Figure 4 Illustration of multifaceted role of Wharton’s jelly mesenchymal stem cells in mitigating radiation-induced injuries through direct and indirect immunoregulation. These cells expertly modulate key immune players: B-cells, macrophages, dendritic cells, and natural killer cells, maintaining controlled inflammation. Wharton’s jelly mesenchymal stem cells (WJ-MSCs) engage in immune regulation via T-cell interactions, displaying HLA class I molecules while lacking costimulatory molecules, thus minimizing rejection risks. In inflamed environments, CD40 and HLA class II molecules may be expressed. WJ-MSCs’ secretome is a potent source of regenerative factors.
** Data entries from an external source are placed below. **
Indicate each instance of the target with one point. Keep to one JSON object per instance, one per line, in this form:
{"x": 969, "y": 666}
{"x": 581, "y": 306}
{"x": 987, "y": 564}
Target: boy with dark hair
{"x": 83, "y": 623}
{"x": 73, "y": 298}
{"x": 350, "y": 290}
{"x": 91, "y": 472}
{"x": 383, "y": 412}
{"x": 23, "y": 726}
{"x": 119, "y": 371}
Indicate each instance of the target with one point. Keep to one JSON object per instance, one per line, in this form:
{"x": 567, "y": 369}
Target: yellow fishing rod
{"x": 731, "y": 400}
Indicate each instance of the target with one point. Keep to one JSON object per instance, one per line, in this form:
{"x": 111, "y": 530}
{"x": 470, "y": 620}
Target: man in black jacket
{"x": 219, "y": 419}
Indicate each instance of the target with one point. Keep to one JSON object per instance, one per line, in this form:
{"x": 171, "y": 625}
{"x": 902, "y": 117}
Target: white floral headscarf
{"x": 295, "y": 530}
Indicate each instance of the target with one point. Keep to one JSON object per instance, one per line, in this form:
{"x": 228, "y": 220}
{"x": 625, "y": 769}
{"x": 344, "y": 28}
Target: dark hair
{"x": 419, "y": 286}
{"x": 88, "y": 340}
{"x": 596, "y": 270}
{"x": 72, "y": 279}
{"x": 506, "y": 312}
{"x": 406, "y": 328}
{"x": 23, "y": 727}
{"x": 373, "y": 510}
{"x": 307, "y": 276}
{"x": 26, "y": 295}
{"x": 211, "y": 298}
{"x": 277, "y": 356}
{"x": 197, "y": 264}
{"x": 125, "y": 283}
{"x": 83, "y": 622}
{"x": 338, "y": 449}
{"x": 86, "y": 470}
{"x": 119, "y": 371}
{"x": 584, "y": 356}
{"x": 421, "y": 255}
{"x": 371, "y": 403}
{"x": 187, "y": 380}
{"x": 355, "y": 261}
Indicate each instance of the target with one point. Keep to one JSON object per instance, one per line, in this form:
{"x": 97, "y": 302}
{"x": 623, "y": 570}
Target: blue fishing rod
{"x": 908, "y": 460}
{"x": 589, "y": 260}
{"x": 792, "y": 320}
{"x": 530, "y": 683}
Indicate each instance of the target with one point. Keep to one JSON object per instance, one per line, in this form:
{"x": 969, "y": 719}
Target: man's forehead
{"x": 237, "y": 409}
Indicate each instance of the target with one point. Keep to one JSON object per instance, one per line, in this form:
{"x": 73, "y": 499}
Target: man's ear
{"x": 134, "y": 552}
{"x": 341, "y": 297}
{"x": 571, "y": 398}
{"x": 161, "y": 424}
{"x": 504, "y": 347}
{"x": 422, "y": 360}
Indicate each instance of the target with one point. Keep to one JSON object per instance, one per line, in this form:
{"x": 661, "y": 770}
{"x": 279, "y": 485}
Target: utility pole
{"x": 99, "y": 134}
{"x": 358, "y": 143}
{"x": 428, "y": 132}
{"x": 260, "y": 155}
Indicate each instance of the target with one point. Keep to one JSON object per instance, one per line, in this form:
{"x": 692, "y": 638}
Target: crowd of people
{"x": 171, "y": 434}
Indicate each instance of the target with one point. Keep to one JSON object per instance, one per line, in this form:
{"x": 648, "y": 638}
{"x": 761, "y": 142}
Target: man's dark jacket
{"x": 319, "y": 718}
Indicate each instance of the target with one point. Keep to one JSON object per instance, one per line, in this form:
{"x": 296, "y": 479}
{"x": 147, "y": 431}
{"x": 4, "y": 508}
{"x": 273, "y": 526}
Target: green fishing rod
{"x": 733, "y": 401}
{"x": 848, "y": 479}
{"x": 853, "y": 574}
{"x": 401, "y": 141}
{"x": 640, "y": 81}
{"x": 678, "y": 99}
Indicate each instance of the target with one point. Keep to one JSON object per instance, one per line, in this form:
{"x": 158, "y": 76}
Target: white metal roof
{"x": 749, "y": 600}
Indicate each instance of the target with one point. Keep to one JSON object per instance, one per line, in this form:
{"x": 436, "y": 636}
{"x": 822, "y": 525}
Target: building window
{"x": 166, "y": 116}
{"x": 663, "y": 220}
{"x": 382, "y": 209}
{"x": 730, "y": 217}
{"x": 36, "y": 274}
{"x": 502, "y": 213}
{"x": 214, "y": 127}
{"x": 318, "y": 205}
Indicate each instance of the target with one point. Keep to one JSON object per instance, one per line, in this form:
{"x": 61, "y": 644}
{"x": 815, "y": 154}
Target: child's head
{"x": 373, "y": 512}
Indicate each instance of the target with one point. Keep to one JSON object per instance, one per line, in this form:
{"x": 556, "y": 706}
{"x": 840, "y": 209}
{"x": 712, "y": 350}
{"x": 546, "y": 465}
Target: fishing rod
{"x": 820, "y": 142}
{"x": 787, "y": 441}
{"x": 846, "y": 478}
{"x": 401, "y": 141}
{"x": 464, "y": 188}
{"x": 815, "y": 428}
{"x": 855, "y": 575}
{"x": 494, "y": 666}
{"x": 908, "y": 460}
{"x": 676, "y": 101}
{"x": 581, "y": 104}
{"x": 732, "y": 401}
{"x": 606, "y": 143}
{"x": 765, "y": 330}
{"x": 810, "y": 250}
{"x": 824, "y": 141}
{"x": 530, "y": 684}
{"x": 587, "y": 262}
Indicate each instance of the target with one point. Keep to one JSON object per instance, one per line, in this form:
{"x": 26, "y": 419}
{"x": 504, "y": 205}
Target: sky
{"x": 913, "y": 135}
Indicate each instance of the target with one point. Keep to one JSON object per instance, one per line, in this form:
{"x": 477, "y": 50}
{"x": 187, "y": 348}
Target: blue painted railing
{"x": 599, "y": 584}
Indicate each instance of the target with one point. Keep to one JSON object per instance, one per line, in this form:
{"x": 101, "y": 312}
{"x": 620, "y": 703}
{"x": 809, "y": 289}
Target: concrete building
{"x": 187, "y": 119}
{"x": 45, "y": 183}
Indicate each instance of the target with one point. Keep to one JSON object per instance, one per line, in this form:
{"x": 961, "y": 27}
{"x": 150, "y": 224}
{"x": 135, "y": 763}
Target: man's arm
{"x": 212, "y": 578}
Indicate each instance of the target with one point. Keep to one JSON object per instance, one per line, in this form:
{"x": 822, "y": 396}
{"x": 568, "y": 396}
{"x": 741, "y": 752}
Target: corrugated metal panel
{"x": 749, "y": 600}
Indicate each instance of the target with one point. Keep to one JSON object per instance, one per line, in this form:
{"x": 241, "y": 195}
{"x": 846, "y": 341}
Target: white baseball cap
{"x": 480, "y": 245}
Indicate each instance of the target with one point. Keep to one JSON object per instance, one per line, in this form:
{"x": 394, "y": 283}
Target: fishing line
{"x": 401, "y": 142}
It contains prostaglandin E2 (PGE2), hepatocyte growth factor (HGF), endothelial growth factor (EGF), vascular endothelial growth factor (VEGF), interleukin (IL)-6, IL-10, transforming growth factor (TGF)-β1, TGF-γ, GCSF, soluble HLA-G5, and soluble galectins (1, 3, and 9). Additionally, WJ-MSCs express indoleamine-2,3-dioxygenase (IDO), driving tryptophan depletion in the medium and generating tryptophan metabolites (kynurenine, 3-hydroxykynurenine, and kynurenic acid). This intricate web of immunomodulation and soluble factors highlights WJ-MSCs’ therapeutic potential in radiation injury recovery (created with BioRender.com). IFN: Interferon; ARS: Acute radiation syndromes; RIBI: Radiation-induced brain injury; RICI: Radiation-induced cutaneous injury; RIII: Radiation-induced intestinal injury; RILI: Radiation-induced lung injury; RISI: Radiation-induced salivary gland injury.